Funny track for a designer, no?
Today, as someone who designs experiences for other humans, I rely less on my knowledge of numbers and more on my intuition. The ubiquitous head-versus-heart argument has always intrigued me so I recently scoured the web for some additional insight. Here’s a sampling of what I found:
But that means us too, as leaders, need to have the guts to go with our intuition sometimes instead of hiding behind the numbers. Hiding behind the numbers is the easy way, because even if it goes wrong, it’s easy for us to say that with the information we had it seemed pretty clear that that was what we should have tried blah blah blah. What’s harder is making a decision because you feel like it’s the one that needs to be made. Your gut tells you it’s the right one. You won’t have the luxury of hiding behind the numbers if you’re wrong, but at least you’re actually thinking and making decisions instead of doing what the numbers tell you to do. – workplace MOJO
Don’t get me wrong — you need data. You should be gathering all the data you can from the very beginning. But you also need to know that your data is not absolute — it’s incomplete, and you simply don’t have enough of it to base your decisions fully on data.
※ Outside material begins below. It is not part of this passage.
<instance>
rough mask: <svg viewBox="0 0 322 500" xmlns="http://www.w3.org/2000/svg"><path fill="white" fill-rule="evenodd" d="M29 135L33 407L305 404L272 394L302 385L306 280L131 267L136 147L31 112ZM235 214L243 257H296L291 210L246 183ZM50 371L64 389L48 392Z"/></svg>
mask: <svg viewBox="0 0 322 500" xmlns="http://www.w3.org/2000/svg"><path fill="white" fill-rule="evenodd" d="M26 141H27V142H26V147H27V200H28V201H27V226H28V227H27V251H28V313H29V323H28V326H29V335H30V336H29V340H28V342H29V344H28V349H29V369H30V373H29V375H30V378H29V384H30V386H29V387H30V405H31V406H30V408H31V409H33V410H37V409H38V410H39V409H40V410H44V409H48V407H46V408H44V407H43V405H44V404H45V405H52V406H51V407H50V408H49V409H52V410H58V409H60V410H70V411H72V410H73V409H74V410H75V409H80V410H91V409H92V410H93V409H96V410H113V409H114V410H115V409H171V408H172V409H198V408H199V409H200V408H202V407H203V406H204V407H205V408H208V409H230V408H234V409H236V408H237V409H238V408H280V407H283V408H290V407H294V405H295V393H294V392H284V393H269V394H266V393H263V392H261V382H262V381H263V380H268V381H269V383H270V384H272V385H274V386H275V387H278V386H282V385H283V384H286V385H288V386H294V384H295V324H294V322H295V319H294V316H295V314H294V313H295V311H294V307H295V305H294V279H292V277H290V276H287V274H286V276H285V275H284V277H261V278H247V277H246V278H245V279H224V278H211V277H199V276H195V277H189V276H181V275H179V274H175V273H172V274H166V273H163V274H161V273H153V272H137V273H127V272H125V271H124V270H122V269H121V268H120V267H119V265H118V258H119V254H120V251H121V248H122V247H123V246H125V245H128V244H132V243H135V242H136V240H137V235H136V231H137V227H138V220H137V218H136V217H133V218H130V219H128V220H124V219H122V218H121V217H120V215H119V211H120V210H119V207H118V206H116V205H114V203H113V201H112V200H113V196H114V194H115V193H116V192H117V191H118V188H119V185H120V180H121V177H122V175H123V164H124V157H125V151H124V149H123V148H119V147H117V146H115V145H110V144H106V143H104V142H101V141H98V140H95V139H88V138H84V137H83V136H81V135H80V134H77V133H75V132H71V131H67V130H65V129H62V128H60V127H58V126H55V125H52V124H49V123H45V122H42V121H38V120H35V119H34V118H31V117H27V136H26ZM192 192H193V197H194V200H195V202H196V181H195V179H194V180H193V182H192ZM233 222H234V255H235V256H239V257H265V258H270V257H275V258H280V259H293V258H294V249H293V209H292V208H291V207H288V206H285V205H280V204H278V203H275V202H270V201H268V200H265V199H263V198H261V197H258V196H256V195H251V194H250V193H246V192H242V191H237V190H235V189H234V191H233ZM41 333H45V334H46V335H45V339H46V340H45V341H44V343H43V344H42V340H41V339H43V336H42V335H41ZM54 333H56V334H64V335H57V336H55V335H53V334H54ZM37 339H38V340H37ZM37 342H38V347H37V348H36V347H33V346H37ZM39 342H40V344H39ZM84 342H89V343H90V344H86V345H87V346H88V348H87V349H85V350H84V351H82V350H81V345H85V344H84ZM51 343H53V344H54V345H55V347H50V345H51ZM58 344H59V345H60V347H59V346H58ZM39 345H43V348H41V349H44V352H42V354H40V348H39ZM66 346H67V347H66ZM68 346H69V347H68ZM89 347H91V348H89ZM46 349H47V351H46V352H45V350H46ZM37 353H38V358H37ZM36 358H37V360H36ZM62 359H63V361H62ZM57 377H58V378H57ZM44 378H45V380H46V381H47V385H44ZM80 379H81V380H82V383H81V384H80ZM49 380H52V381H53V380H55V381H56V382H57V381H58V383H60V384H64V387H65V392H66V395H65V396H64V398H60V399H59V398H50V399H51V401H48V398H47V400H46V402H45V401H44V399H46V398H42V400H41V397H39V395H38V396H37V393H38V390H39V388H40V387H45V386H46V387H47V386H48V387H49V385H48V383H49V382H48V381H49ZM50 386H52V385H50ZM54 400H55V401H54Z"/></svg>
You gather all the inputs you can, but your decision really boils down to both using your head AND trusting your gut. So while there’s no exact formula, when it’s time to make the decision of whether to make a change or stick with your original business plan: gather your data, consider all the advice, and take some time to listen to what your gut has to say. – The Accelerators blog
Howard Gardner, a Harvard professor and psychologist, said “gut instinct is basically a form of pattern recognition.” Our brains can process more information on a more sophisticated level than most of us realize. These complex systems — battlefields, financial markets, company cultures and corporate strategies — require a different kind of thinking based on the informed gut. In these situations, you will never collect enough data or be able to weigh every alternative in order to rationalize an analytical decision. However, your subconscious has already amassed sufficient cues to tell your gut how to move forward. All you have to do is listen to it, trust your instincts and make the best decision you can with the limited information available. – Austin Business Journal
You can’t connect the dots looking forward; you can only connect them looking backwards… you have to trust that the dots will somehow connect in your future. You have to trust in something — your gut, destiny, life, karma, whatever. This approach has never let me down, and it has made all the difference in my life. – Steve Jobs, Stanford commencement speech, June 2005
Did you need data to choose your life-partner? How about your alma mater? Was there deep analysis that led you to choose the name of your first-born? Likely, not. But you still can’t tell your board or your leadership team that you need to launch a new service offering, because ‘your gut says so’.” The Reaganesque ‘Trust But Verify’ works for us. Use your guts to lead you to a hypothesis. Use your intuition to decide on how best to verify it. Then, go get the data and build the case to win over your peers and bosses. Sooner or later, the decision-makers will need to trust their guts to make the call. After all, even when the evidence is beyond the shadow of a doubt, the decider needs to take a leap of faith when the time comes to choose.” – Corporater World
In the end, the debate continues, but one strategy remains clear: balance helps with decision-making. Both your gut and the numbers need to play critical roles in both design and business decisions.